Wednesday, 8 April 2015

WW: Effective memorial

(This sculpture memorialises the apartment house that used to stand on the site of a giant new office complex in Olympia, Washington. Building a "desk" out of bricks from the previous structure neatly sums up the situation, but the artist had the further genius to include a "laptop" with a photograph and short synopsis of the site's history on-screen. Genius, I say, because, like a ringing phone in my day, it's physically impossible to pass such a "device" without attending to it. Rare intersection of civil education, humour, and effectiveness.)

Thursday, 2 April 2015

Hermitcraft: Knotweed Shoots

Japanese knotweed (Polygonum cuspidatum syn. Fallopia japonica) and giant knotweed (P. sachalinense syn. F. sachalinensis) are sending up their fat shoots now in the Northern Hemisphere, and thanks to their ubiquity, promiscuity, and flavour, they're well worth knowing about. The sprouts resemble fat asparagus, but have a tangy, earthy, rhubarb-like quality that's equally at home in sweet or savoury dishes.

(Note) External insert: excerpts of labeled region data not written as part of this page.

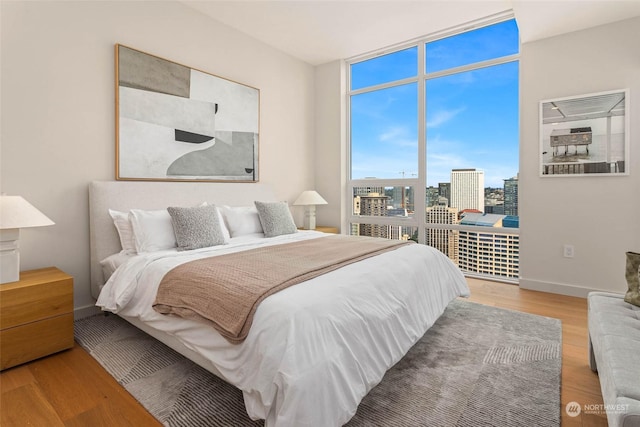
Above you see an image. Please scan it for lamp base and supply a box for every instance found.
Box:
[0,228,20,284]
[303,205,316,230]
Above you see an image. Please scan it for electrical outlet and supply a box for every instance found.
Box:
[563,245,574,258]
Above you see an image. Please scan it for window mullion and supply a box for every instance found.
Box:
[413,43,427,243]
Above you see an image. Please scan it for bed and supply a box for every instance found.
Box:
[89,181,469,427]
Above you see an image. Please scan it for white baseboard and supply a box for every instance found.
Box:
[73,305,102,320]
[519,278,611,298]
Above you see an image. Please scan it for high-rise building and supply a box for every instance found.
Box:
[426,205,458,264]
[391,187,407,209]
[427,185,440,207]
[504,176,518,216]
[359,193,389,238]
[449,169,484,212]
[458,213,520,279]
[353,186,384,197]
[438,182,451,205]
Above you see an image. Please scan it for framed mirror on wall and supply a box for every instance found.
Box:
[540,89,629,177]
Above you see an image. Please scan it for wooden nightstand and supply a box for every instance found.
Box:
[0,267,73,370]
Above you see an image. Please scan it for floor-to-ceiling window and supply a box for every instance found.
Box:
[347,17,519,280]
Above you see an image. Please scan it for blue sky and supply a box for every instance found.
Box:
[351,21,519,187]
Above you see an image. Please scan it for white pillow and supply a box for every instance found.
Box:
[109,209,136,255]
[254,201,298,237]
[221,206,263,237]
[129,209,177,253]
[100,252,135,282]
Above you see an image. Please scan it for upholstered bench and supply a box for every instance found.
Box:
[588,292,640,427]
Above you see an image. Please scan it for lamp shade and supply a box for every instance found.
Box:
[293,190,327,206]
[0,195,55,230]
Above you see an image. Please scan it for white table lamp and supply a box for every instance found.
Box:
[293,190,327,230]
[0,194,54,284]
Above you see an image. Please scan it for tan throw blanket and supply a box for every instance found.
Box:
[153,235,413,343]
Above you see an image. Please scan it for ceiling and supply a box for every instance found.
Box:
[181,0,640,65]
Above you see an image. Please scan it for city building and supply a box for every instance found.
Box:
[426,205,458,264]
[458,212,520,280]
[449,169,484,212]
[426,185,440,207]
[358,193,389,239]
[438,182,451,204]
[504,176,518,216]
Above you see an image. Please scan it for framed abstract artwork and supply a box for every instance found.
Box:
[540,89,629,177]
[115,44,260,182]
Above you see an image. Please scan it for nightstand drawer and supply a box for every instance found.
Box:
[0,313,73,369]
[0,268,73,329]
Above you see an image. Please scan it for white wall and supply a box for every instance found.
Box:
[315,61,347,228]
[519,18,640,296]
[0,0,315,308]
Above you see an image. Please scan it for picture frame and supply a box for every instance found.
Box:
[115,44,260,182]
[540,89,630,177]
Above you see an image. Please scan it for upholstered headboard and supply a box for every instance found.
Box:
[89,181,275,298]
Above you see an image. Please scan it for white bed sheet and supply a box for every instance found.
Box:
[97,231,469,427]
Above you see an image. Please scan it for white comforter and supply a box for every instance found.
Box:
[97,232,469,427]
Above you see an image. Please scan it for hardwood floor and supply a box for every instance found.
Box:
[0,279,607,427]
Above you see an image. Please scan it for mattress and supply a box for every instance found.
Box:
[97,231,469,427]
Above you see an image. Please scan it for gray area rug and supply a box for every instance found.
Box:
[75,300,562,427]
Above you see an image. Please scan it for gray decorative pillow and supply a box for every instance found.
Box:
[167,205,226,251]
[255,202,298,237]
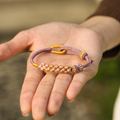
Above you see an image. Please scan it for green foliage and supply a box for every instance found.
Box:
[93,56,120,120]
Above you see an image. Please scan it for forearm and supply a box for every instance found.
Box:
[80,16,120,52]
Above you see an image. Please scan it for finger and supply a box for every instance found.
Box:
[47,74,72,115]
[0,31,32,62]
[20,64,44,115]
[66,67,96,101]
[32,73,55,120]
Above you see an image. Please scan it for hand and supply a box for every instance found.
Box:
[0,23,103,120]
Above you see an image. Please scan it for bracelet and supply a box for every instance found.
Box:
[30,45,93,73]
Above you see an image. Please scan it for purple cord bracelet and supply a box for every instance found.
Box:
[30,45,93,73]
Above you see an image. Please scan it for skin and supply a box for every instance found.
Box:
[0,16,120,120]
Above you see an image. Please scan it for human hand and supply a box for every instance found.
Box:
[0,23,103,120]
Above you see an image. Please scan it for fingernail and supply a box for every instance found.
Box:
[22,113,29,117]
[68,99,74,103]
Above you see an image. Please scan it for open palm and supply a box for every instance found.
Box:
[0,23,103,120]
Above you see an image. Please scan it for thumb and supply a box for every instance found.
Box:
[0,30,32,62]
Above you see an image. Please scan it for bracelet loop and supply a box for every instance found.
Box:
[30,45,93,73]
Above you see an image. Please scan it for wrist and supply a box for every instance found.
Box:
[80,16,120,52]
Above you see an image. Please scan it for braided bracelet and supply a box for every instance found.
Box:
[30,45,93,73]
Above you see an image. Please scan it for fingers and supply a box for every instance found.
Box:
[0,31,32,62]
[66,65,97,101]
[20,65,43,115]
[32,73,55,120]
[47,74,72,115]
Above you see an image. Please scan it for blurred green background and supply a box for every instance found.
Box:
[0,0,120,120]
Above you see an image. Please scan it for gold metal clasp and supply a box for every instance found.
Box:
[51,45,66,54]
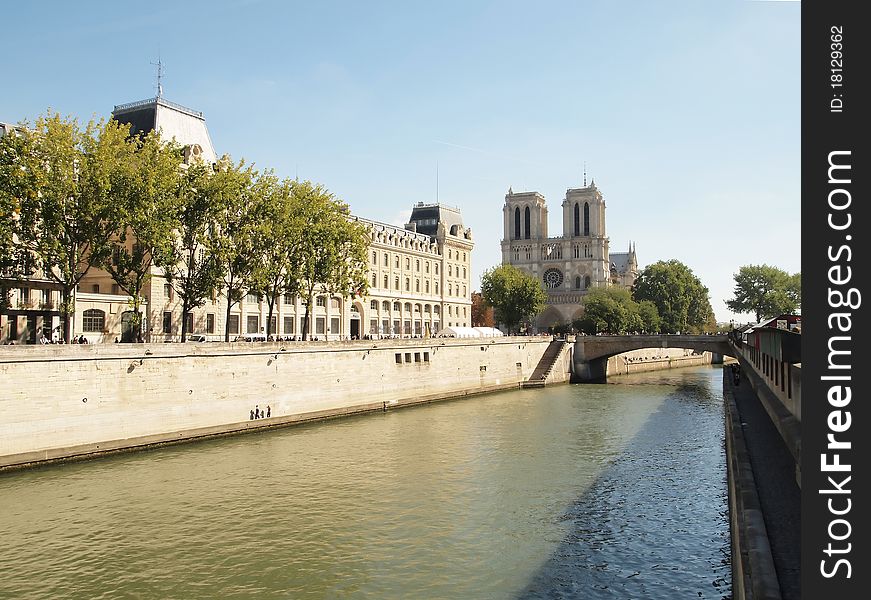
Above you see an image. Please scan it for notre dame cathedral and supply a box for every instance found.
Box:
[502,181,638,330]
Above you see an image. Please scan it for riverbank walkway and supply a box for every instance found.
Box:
[724,369,801,600]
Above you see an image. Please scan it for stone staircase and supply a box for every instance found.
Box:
[521,340,566,388]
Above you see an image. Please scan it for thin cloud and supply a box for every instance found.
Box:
[433,140,544,168]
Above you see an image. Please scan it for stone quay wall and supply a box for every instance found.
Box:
[0,337,568,469]
[607,348,713,377]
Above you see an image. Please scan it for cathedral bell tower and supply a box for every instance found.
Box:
[502,188,547,241]
[502,188,547,264]
[563,182,605,238]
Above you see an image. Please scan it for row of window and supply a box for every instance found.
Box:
[8,287,55,310]
[372,273,468,297]
[372,248,467,268]
[512,202,590,240]
[395,352,429,365]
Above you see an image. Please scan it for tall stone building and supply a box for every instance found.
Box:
[74,96,474,343]
[502,182,638,329]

Japanese knotweed reaches about six feet, with six- to eight-inch leaves; giant knotweed is noticeably bigger. They prefer moist, rich soil, where they form a dense monoculture; the bamboo-like dead canes persist through winter, making patches easy to locate and identify. Widely introduced outside their native Asia, both species are fiercely invasive and have become pests throughout the temperate world, prompting eradication campaigns.

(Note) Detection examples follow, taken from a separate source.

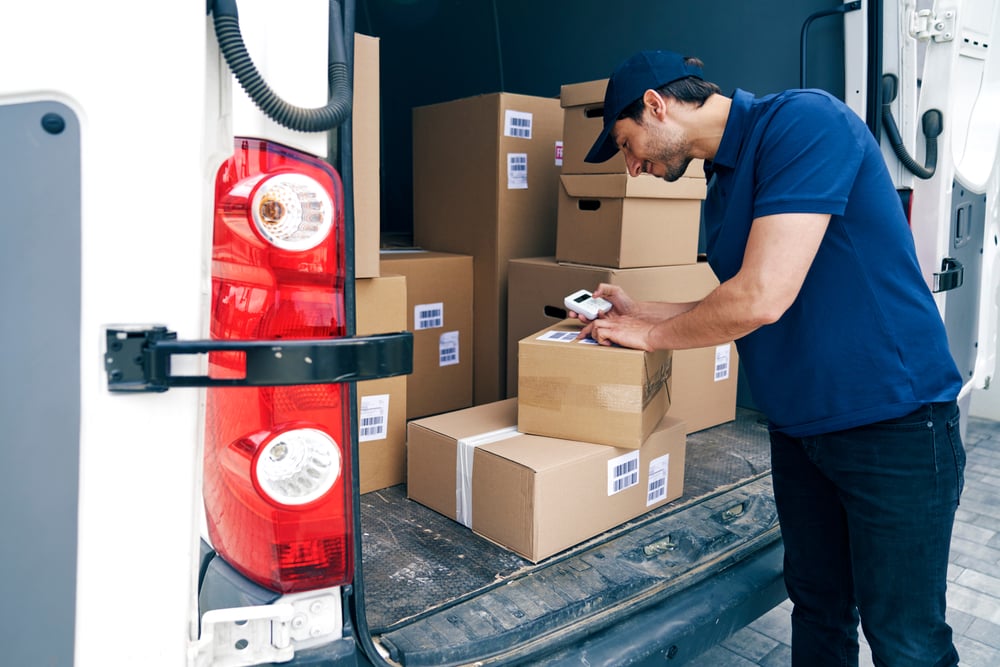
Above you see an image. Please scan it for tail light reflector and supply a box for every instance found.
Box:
[204,138,353,593]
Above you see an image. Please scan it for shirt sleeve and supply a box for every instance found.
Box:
[754,91,867,218]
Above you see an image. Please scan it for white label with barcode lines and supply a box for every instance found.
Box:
[358,394,389,442]
[608,449,639,496]
[715,343,729,382]
[507,153,528,190]
[646,454,670,507]
[438,331,458,366]
[413,303,444,331]
[503,109,533,139]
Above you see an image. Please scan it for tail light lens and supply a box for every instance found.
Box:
[204,138,353,593]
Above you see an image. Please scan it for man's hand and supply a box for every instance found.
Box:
[580,316,655,352]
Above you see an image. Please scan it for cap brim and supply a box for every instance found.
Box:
[583,125,618,163]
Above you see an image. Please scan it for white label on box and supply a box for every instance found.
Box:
[358,394,389,442]
[438,331,458,366]
[646,454,670,507]
[715,343,729,382]
[413,303,444,331]
[608,449,639,496]
[538,331,579,343]
[507,153,528,190]
[503,109,532,139]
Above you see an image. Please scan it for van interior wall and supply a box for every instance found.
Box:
[356,0,844,244]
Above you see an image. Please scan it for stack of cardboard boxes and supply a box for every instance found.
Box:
[354,54,735,561]
[507,79,738,433]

In spring, brick red, fingertip-sized nubs appear at the base of the dead canes; they soon grow an inch or two and turn white, at which point they are mildly toxic. A day or two later they will spurt up to their six-inch asparagus-looking stage, doubling in diameter and turning green with red highlights, with sticky, papery collars at the joints. Then they can be simmered in water, stock, or wine with garlic and onion and run through a blender to make an outstanding vélouté (creamy soup).

When those left behind reach one to two feet, with a few small leaves, well-developed joints, and a stringy, fibrous sheath, they become too tough to be cooked as a vegetable. On the other hand they gain a lot of tartness, so the tough skin can be peeled away and the stem sliced into translucent bright green rings for use in rhubarb-like sauces, jams, and pies. Finally, when the remaining shoots turn bitter, generally at about two feet, they're toxic again; the season is closed for another year.

Knotweed is high in vitamin C and other nutrients that creatures coming out of hibernation crave. Given that its flavour is pleasantly intriguing, it would seem the only thing standing between knotweed and the mainstream is the name. I just tell fussy guests it’s “Japanese asparagus” ("Japanese rhubarb" in the case of pie or jam) and everyone’s happy.

Including the local ecosystem.

Fallopia japonica MdE 2

(Adapted from my book The Neighborhood Forager, Copyright 1999 Chelsea Green Publishers, White River VT.)

Wednesday, 1 April 2015

WW: The well-armed eight-year-old

(I built this toy gun when I was in Grade 2, nearly 50 years ago. Only a Scottish kid arms himself with a flintlock.)